The executor resolves persona in order:

  1. Key bindings first. If the API key has persona_bindings, those are the only personas available.
  2. Deployment persona map. If the key has no bindings, check the deployment's persona_map for a matching identity.
  3. Reject. If no mapping is found, return 403 Forbidden.

Resolving Ambiguity

When an identity maps to multiple personas (e.g., a user who is both buyer and seller), the execution request must include a persona field to disambiguate:

json
{
  "persona": "buyer",
  "flow": "dispute_flow",
  "facts": {"dispute_reason": "Item not as described"}
}

If the persona field is omitted and the identity maps to more than one persona, the platform returns 400 Bad Request:

json
{
  "error": "ambiguous_persona",
  "code": 400,
  "message": "Identity maps to multiple personas: [buyer, seller]. Specify 'persona' in the request.",
  "available_personas": ["buyer", "seller"]
}

Organization Scoping

API keys are scoped to a single organization. A key created for org acme cannot access contracts deployed to org initech. This is enforced unconditionally --- there is no cross-org access, even for admin keys.

The URL path encodes the organization:

https://api.tenor.run/acme/escrow/evaluate    — org "acme"
https://api.tenor.run/initech/billing/evaluate — org "initech"

If a key for acme attempts to call an initech endpoint, the response is 403 Forbidden (not 404) to prevent org enumeration:

json
{
  "error": "forbidden",
  "code": 403,
  "message": "API key is not authorized for this organization"
}

Key Expiration and Rotation

API keys can be created with an optional expires_at timestamp:

json
{
  "name": "Temporary Integration Key",
  "permissions": ["evaluate"],
  "expires_at": "2026-03-15T00:00:00Z"
}

After expiration, the key is automatically invalid. No cleanup is needed.
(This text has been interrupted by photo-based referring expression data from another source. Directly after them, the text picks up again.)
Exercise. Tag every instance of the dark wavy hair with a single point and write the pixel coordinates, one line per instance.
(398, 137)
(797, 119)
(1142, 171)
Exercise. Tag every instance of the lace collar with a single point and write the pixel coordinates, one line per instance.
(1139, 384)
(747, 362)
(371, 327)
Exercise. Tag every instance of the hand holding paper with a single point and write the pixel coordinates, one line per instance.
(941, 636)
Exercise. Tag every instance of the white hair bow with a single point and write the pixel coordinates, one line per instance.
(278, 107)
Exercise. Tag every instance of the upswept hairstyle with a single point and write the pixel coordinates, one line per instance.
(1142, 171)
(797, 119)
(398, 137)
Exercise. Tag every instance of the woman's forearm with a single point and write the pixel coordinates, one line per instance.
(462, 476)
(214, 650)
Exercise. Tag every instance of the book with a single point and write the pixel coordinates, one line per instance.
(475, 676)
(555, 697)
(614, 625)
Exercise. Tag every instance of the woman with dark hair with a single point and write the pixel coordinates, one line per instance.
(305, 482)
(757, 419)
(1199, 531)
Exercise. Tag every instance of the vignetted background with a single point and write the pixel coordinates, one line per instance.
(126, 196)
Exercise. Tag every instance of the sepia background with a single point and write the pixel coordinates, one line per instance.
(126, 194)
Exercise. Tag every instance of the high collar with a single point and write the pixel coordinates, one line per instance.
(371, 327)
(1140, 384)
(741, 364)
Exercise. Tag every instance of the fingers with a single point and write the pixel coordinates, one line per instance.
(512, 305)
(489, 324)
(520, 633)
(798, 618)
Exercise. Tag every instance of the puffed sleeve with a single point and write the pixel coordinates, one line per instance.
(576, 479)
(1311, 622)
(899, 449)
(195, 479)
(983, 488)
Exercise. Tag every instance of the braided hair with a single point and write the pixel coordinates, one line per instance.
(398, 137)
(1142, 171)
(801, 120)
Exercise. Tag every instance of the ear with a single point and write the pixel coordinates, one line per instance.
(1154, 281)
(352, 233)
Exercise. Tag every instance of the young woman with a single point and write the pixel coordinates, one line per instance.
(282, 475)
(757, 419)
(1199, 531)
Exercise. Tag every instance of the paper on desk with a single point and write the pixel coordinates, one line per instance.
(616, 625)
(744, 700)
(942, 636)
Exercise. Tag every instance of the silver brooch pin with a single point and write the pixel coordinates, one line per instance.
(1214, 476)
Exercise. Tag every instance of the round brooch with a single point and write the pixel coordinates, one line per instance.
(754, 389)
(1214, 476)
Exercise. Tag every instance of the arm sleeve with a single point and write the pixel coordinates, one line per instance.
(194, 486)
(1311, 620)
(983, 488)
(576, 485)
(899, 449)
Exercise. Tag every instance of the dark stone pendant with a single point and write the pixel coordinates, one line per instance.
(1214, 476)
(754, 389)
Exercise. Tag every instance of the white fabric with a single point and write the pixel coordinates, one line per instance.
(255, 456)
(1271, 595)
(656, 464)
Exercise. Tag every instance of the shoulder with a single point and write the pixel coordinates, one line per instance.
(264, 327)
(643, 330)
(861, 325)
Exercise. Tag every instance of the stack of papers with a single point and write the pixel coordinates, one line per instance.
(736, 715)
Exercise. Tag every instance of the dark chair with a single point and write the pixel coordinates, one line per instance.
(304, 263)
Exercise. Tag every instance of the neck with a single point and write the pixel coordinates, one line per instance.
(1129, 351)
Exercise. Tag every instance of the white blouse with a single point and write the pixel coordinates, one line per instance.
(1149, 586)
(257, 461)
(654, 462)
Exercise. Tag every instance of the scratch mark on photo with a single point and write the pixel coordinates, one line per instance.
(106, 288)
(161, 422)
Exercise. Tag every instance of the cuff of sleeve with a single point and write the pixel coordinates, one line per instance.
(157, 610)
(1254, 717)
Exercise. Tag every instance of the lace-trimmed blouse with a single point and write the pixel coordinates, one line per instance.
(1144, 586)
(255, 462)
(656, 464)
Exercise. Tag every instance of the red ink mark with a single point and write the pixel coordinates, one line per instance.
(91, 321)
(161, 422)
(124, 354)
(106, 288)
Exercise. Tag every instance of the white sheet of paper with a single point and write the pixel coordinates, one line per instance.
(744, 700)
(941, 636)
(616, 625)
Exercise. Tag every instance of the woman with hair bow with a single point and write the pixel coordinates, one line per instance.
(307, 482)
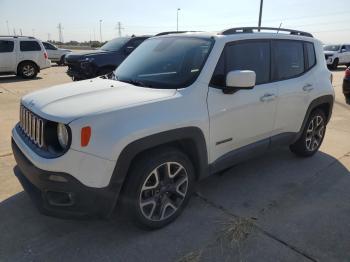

For key rotation without downtime:

  1. Create a new key with the same permissions and persona bindings
  2. Update your application to use the new key
  3. Verify the new key works
  4. Revoke the old key

Both keys are valid simultaneously during the transition period. There is no limit on the number of active keys per organization.

Key Lifecycle Events

All key events are recorded in the organization's audit log:

EventLogged Data
Key createdKey ID, name, permissions, persona bindings, creator
Key usedKey ID, endpoint called, persona resolved, timestamp
Key revokedKey ID, revoker, timestamp
Key expiredKey ID, expiration time
Key rejectedKey ID (if valid but wrong permissions/org), reason

Audit logs are available via the management API and can be exported to external SIEM systems on the Enterprise plan.

Security Recommendations

One key per service per persona. If your buyer service and seller service are separate microservices, give each its own key with the appropriate persona binding. Never share keys across services.

Use test keys for development. Test keys access a completely isolated state store. You can create, destroy, and reset test state without affecting production.

Set expiration on temporary keys. Integration tests, contractor access, and demo keys should always have an expires_at. Permanent keys should be reserved for long-lived production services.

Rotate keys periodically. Even without a security incident, rotating production keys quarterly limits the blast radius of a hypothetical compromise.

Never embed keys in client-side code. Tenor API keys are server-side credentials. If you need client-side contract evaluation, use the local evaluator (WASM or native) with no API key.